Eppure da inizio anno i volti che incontro stanno cambiando, vedo sempre più mani tese per chiedere l’elemosina, ma non sono le solite mani dei soliti stranieri, o dei diseredati dalla società, bensì nuovi volti, nuovi poveri: italiani e non.  Io li conosco un po’ i poveri di Mestre, avendo fatto  volontariato in una mensa per i bisognosi di Mestre, ma questi nuovi volti non li conosco…

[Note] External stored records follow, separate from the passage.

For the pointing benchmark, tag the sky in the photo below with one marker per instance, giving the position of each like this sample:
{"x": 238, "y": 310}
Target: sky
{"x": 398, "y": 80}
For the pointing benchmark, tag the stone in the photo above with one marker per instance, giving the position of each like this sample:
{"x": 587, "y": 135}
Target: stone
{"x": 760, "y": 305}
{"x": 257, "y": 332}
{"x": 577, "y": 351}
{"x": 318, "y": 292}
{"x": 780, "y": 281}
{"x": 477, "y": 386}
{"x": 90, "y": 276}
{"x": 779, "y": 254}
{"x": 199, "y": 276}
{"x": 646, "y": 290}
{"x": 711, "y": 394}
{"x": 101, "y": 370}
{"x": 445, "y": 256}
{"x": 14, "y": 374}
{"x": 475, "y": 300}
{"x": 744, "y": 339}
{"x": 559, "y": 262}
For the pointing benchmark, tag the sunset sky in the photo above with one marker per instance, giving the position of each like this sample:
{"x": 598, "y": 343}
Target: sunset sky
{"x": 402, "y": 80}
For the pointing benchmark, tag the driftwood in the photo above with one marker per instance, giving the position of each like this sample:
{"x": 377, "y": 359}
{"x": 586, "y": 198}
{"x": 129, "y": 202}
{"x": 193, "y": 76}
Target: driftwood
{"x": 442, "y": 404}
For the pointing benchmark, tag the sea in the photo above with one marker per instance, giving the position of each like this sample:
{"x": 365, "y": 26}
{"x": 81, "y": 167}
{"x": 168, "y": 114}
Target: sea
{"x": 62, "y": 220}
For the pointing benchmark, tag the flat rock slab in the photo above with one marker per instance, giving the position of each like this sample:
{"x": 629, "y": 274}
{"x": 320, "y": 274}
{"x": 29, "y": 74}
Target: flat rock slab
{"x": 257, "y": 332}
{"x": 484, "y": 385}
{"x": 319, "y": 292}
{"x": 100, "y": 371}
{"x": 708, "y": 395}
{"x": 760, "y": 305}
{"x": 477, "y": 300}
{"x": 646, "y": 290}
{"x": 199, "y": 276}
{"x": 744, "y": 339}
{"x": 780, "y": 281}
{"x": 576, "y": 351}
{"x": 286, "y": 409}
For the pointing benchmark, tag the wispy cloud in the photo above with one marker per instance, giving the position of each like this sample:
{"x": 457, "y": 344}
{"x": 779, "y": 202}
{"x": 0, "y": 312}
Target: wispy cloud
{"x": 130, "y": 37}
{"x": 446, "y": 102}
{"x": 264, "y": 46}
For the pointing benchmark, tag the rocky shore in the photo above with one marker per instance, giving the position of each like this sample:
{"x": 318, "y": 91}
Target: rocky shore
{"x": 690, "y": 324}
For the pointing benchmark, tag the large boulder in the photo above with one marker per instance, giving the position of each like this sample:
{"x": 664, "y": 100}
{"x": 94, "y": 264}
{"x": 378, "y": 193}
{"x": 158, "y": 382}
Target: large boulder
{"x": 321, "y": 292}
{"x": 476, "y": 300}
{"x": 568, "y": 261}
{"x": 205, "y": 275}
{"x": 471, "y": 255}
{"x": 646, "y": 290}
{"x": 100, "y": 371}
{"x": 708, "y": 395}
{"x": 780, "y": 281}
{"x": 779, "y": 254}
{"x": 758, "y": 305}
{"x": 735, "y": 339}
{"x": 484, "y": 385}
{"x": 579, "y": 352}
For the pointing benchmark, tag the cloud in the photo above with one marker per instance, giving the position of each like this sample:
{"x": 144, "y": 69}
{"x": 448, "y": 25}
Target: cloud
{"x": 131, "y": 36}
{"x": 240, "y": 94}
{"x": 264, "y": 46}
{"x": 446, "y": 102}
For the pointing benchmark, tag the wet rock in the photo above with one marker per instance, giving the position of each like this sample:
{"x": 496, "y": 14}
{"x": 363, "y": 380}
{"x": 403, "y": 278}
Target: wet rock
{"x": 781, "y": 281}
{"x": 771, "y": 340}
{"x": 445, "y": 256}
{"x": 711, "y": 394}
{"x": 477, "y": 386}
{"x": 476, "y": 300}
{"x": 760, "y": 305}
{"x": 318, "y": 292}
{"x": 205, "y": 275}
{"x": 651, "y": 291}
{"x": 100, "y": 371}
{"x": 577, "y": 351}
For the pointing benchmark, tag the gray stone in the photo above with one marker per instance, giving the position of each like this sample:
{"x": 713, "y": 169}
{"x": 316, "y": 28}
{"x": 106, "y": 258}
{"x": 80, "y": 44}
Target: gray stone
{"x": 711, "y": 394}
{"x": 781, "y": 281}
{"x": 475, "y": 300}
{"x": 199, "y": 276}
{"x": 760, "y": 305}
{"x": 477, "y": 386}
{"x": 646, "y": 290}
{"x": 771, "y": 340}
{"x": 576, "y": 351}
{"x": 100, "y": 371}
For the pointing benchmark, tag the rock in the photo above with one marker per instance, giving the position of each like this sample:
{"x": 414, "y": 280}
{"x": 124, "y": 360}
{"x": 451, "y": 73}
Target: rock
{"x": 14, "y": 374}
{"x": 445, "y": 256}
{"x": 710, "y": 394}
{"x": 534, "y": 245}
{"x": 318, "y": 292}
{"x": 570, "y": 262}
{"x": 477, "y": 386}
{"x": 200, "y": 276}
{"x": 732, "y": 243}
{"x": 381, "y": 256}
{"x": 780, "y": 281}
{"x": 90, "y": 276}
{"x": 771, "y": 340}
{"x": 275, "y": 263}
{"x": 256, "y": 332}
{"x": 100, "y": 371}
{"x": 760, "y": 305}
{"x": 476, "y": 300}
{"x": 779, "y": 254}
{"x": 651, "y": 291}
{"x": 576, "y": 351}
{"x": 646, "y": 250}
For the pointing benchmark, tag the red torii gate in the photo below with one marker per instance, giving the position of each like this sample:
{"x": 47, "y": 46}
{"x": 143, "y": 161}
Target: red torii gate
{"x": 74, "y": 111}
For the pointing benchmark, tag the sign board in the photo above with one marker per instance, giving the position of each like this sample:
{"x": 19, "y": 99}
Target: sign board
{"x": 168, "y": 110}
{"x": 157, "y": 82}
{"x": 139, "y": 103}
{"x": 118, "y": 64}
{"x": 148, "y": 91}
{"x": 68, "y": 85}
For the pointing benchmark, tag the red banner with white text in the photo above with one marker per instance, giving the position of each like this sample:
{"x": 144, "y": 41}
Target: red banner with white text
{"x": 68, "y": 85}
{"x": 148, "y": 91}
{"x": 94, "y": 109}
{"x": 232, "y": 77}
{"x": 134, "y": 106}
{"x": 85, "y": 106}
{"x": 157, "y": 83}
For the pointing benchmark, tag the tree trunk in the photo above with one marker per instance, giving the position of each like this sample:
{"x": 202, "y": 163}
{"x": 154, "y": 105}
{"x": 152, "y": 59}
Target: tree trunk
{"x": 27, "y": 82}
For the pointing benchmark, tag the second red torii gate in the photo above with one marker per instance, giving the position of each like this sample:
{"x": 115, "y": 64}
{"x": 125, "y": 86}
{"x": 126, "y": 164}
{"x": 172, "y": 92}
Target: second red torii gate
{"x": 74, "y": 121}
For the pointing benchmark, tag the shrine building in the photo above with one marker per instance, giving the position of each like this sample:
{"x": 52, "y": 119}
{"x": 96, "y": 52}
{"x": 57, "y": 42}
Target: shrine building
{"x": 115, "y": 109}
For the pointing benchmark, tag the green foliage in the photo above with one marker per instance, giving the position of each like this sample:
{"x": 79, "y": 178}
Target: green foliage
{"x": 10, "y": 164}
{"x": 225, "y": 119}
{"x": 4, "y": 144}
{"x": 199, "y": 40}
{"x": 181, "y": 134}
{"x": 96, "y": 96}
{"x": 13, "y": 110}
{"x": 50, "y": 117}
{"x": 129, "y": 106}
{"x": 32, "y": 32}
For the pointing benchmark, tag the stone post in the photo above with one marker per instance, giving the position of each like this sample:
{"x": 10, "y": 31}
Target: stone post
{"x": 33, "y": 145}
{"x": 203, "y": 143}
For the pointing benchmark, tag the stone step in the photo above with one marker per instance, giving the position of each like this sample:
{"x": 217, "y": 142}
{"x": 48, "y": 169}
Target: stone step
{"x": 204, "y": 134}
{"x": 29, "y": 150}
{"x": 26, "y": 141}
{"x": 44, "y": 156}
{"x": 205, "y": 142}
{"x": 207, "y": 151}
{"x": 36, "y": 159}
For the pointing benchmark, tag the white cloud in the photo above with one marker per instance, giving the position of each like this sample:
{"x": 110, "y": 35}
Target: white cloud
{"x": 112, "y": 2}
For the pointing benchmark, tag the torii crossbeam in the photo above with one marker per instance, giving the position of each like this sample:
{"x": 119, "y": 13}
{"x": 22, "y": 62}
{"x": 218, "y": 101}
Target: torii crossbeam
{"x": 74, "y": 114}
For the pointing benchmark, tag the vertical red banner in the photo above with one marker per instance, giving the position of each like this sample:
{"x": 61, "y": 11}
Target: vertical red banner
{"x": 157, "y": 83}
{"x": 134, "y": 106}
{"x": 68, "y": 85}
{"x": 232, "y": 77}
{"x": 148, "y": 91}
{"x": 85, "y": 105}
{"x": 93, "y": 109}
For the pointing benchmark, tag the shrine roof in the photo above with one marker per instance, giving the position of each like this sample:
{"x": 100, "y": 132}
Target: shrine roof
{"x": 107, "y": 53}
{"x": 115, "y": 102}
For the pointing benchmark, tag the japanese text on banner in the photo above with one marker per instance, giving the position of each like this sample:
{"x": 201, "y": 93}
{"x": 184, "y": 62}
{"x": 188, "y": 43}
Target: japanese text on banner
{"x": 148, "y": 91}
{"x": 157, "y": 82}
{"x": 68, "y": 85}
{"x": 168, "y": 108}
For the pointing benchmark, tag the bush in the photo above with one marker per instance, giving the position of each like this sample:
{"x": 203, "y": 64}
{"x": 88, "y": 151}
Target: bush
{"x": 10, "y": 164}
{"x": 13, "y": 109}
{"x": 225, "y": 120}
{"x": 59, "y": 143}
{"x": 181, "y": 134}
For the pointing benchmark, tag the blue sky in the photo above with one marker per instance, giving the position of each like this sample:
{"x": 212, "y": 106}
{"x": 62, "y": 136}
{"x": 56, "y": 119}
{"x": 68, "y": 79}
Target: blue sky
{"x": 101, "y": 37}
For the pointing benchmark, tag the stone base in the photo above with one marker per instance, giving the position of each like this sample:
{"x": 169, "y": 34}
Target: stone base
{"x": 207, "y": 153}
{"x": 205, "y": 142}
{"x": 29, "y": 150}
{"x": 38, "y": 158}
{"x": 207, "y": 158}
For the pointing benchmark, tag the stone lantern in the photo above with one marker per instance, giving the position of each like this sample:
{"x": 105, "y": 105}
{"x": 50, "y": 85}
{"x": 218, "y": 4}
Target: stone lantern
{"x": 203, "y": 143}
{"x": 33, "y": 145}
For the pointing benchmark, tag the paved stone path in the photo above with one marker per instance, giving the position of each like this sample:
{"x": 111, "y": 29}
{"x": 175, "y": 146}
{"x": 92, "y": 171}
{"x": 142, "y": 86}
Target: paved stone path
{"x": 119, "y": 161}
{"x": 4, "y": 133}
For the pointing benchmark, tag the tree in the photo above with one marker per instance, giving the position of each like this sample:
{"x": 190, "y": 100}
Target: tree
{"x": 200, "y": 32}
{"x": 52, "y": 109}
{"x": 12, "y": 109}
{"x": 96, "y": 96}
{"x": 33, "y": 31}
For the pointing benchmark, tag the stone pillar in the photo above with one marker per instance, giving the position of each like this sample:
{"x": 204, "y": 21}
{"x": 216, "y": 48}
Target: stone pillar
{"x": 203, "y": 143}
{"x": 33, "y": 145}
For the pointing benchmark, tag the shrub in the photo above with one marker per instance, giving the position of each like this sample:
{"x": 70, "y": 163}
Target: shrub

Li, fra i commensali, c’erano i giovani drogati, o che si curavano, drogavano?, con il metadone, gli africani e le badanti moldave o romene. Era strano vedere però gli italiani. Non parevano poveri, sembravano persone normali, integrate, e a volte anche colte. Scoprii col tempo che vi era un uomo divorziato, con un reddito di 1300 euro, e che doveva versarne 600 alla moglie, e 400 per l’affitto di una stanza. Gliene rimanevano 300, con cui non poteva certo mangiare, così al pomeriggio mangiava alla mensa ’aziendale e alla sera da noi. Due meridionali, baresi dall’accento vivevano per strada, erano emarginati dalla società, ma fra loro c’era una solidarietà che nessuna amicizia da me conosciuta sapeva essere così forte. Uno dei due era su una sedia a rotelle, ma non riuscivano a reinserirsi nella società e ad avere una vita migliore. Provavo rabbia nei confronti dei nordafricani quando li vedevo rifiutare il cibo, lasciarlo sul piatto ed andare a mangiare un kebab nel vicino negozio.

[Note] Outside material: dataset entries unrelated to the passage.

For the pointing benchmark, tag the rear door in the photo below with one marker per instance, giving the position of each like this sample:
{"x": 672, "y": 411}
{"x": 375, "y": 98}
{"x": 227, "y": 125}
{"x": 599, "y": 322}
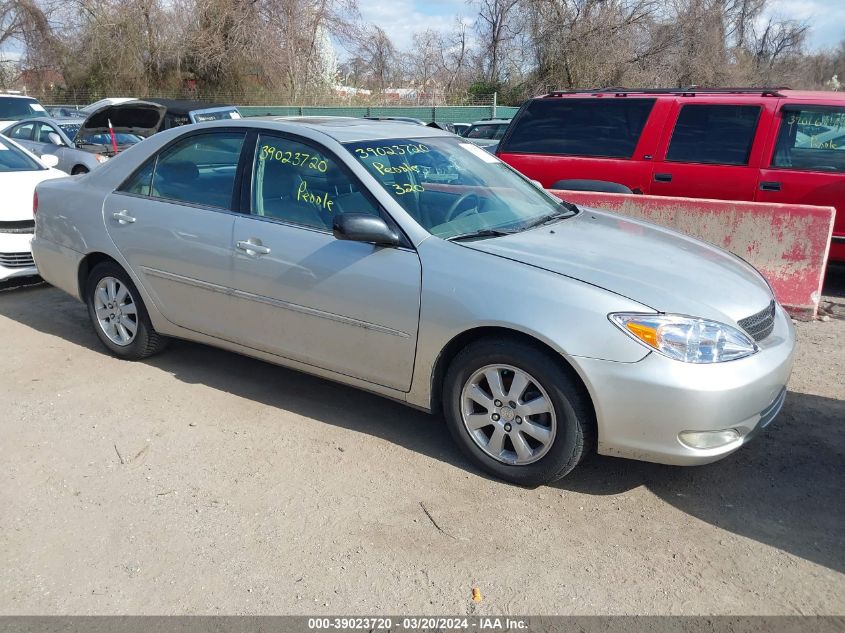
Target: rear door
{"x": 806, "y": 164}
{"x": 349, "y": 307}
{"x": 712, "y": 150}
{"x": 172, "y": 221}
{"x": 23, "y": 134}
{"x": 596, "y": 138}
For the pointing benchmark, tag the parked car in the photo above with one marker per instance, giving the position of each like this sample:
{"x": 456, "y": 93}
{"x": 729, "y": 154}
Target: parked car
{"x": 409, "y": 262}
{"x": 461, "y": 128}
{"x": 14, "y": 107}
{"x": 766, "y": 145}
{"x": 82, "y": 144}
{"x": 487, "y": 131}
{"x": 20, "y": 171}
{"x": 183, "y": 112}
{"x": 102, "y": 103}
{"x": 43, "y": 136}
{"x": 405, "y": 119}
{"x": 64, "y": 112}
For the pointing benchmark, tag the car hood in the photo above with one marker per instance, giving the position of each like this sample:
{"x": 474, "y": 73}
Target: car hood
{"x": 133, "y": 117}
{"x": 657, "y": 267}
{"x": 17, "y": 188}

Giovedì scorso camminavo per via Piave e per l’ennesima volta la solita vecchina mi si avvicinò e mi chiese: “Ce l’hai una monetina giovane…”, testa china, un’umiliazione immensa nel volto.  Le diedi un euro.  Il giorno dopo, sempre lungo Via Piave,  un giovane, forse più di me, mi si avvicinò: “Una monetina capo… ho fame!” Mi sono fatto una violenza e non gli ho dato nulla. Ma poi lo stomaco mi si è rovesciato, avrei voluto tornare e dargli una monetina. Ma poi che faccio? Non ho neanche da mangiare col mio stipendio. Devo pagare il mutuo, le bollette e se comincio a dare euro a tutti, io come vivo?

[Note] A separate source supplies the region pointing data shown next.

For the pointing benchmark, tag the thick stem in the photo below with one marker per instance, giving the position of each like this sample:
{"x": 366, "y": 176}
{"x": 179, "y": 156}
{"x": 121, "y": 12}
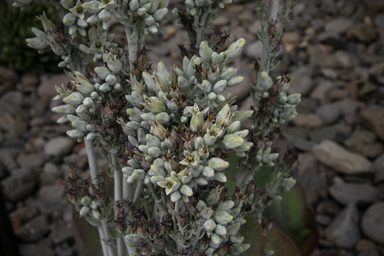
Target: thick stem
{"x": 107, "y": 240}
{"x": 138, "y": 191}
{"x": 102, "y": 237}
{"x": 91, "y": 159}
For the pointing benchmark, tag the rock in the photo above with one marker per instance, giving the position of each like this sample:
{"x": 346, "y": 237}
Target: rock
{"x": 374, "y": 116}
{"x": 31, "y": 160}
{"x": 24, "y": 214}
{"x": 52, "y": 192}
{"x": 308, "y": 120}
{"x": 19, "y": 185}
{"x": 363, "y": 142}
{"x": 372, "y": 223}
{"x": 330, "y": 113}
{"x": 328, "y": 207}
{"x": 7, "y": 74}
{"x": 58, "y": 146}
{"x": 302, "y": 82}
{"x": 254, "y": 50}
{"x": 378, "y": 168}
{"x": 333, "y": 155}
{"x": 29, "y": 80}
{"x": 346, "y": 193}
{"x": 338, "y": 25}
{"x": 34, "y": 229}
{"x": 327, "y": 133}
{"x": 365, "y": 244}
{"x": 362, "y": 32}
{"x": 47, "y": 89}
{"x": 60, "y": 233}
{"x": 321, "y": 90}
{"x": 344, "y": 230}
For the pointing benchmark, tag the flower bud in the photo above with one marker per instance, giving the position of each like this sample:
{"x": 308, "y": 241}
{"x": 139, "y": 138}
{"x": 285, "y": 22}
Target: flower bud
{"x": 209, "y": 225}
{"x": 218, "y": 164}
{"x": 204, "y": 51}
{"x": 74, "y": 99}
{"x": 222, "y": 217}
{"x": 84, "y": 210}
{"x": 69, "y": 19}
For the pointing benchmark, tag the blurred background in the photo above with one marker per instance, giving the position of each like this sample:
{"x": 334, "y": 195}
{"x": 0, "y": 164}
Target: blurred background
{"x": 334, "y": 51}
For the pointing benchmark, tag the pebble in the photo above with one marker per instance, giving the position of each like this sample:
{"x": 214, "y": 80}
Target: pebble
{"x": 344, "y": 230}
{"x": 58, "y": 146}
{"x": 378, "y": 168}
{"x": 34, "y": 229}
{"x": 303, "y": 82}
{"x": 19, "y": 185}
{"x": 374, "y": 116}
{"x": 333, "y": 155}
{"x": 372, "y": 223}
{"x": 330, "y": 113}
{"x": 361, "y": 194}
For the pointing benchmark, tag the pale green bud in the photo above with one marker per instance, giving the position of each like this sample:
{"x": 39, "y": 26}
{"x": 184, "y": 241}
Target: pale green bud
{"x": 265, "y": 82}
{"x": 92, "y": 6}
{"x": 95, "y": 214}
{"x": 160, "y": 14}
{"x": 204, "y": 51}
{"x": 235, "y": 81}
{"x": 84, "y": 210}
{"x": 222, "y": 217}
{"x": 208, "y": 172}
{"x": 209, "y": 225}
{"x": 216, "y": 239}
{"x": 74, "y": 99}
{"x": 186, "y": 190}
{"x": 64, "y": 109}
{"x": 175, "y": 196}
{"x": 69, "y": 19}
{"x": 235, "y": 49}
{"x": 220, "y": 230}
{"x": 218, "y": 164}
{"x": 102, "y": 72}
{"x": 85, "y": 201}
{"x": 111, "y": 79}
{"x": 294, "y": 98}
{"x": 232, "y": 141}
{"x": 206, "y": 213}
{"x": 138, "y": 174}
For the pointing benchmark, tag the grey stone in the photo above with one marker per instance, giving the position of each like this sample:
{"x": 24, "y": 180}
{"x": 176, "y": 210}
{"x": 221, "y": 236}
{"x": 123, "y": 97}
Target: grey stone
{"x": 373, "y": 222}
{"x": 254, "y": 50}
{"x": 338, "y": 25}
{"x": 363, "y": 142}
{"x": 344, "y": 230}
{"x": 20, "y": 184}
{"x": 302, "y": 82}
{"x": 374, "y": 116}
{"x": 34, "y": 229}
{"x": 60, "y": 233}
{"x": 333, "y": 155}
{"x": 52, "y": 192}
{"x": 346, "y": 193}
{"x": 330, "y": 113}
{"x": 31, "y": 160}
{"x": 378, "y": 168}
{"x": 58, "y": 146}
{"x": 328, "y": 207}
{"x": 24, "y": 214}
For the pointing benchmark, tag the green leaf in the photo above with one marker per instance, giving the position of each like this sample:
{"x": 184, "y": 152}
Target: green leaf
{"x": 254, "y": 235}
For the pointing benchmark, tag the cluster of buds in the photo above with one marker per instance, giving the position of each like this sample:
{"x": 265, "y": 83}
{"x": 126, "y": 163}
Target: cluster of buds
{"x": 273, "y": 105}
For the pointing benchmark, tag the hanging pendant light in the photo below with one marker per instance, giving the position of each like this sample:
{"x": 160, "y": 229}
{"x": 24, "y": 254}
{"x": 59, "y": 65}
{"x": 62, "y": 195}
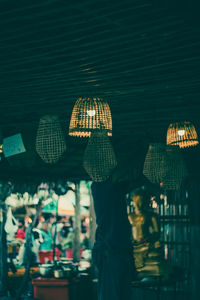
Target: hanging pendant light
{"x": 50, "y": 140}
{"x": 88, "y": 115}
{"x": 99, "y": 158}
{"x": 153, "y": 169}
{"x": 182, "y": 134}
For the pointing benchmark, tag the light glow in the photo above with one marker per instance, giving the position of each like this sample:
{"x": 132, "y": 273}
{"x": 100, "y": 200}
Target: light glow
{"x": 181, "y": 132}
{"x": 91, "y": 113}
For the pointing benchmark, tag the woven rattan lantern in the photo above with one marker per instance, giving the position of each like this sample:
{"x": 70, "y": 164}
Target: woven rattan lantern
{"x": 175, "y": 168}
{"x": 88, "y": 115}
{"x": 182, "y": 134}
{"x": 99, "y": 158}
{"x": 50, "y": 140}
{"x": 153, "y": 169}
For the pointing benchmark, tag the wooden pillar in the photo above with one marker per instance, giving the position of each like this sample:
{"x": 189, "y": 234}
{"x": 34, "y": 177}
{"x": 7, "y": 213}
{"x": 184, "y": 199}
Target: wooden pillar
{"x": 77, "y": 225}
{"x": 92, "y": 224}
{"x": 194, "y": 198}
{"x": 3, "y": 256}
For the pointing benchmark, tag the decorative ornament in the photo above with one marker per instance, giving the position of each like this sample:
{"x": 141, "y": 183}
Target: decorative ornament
{"x": 50, "y": 140}
{"x": 182, "y": 134}
{"x": 99, "y": 157}
{"x": 153, "y": 168}
{"x": 89, "y": 115}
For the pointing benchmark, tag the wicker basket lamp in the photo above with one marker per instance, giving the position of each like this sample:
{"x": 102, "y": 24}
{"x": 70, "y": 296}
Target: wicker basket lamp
{"x": 153, "y": 169}
{"x": 50, "y": 140}
{"x": 182, "y": 134}
{"x": 90, "y": 114}
{"x": 99, "y": 158}
{"x": 175, "y": 168}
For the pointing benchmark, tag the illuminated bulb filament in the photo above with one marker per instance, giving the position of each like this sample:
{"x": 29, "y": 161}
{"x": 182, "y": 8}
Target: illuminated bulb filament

Non mi è passata presto, e sono stato davvero male. Ma non per lui, per me. Ho sempre pensato che la mia malattia, depressione, prima o poi mi porterà a fare il barbone, che perderò il senno e vivrò sul marciapiede.  Sono discorsi scemi, certo, ma non sarei il primo…

Nel 2006 avevo più soldi, avevo adottato un bambino a distanza, aiutavo Emergency, la Fondazione Marotta, e altri enti. Ma quando avrò io bisogno di aiuto, ci me lo darò?

“Una monetina capo, per favore… Ho fame!”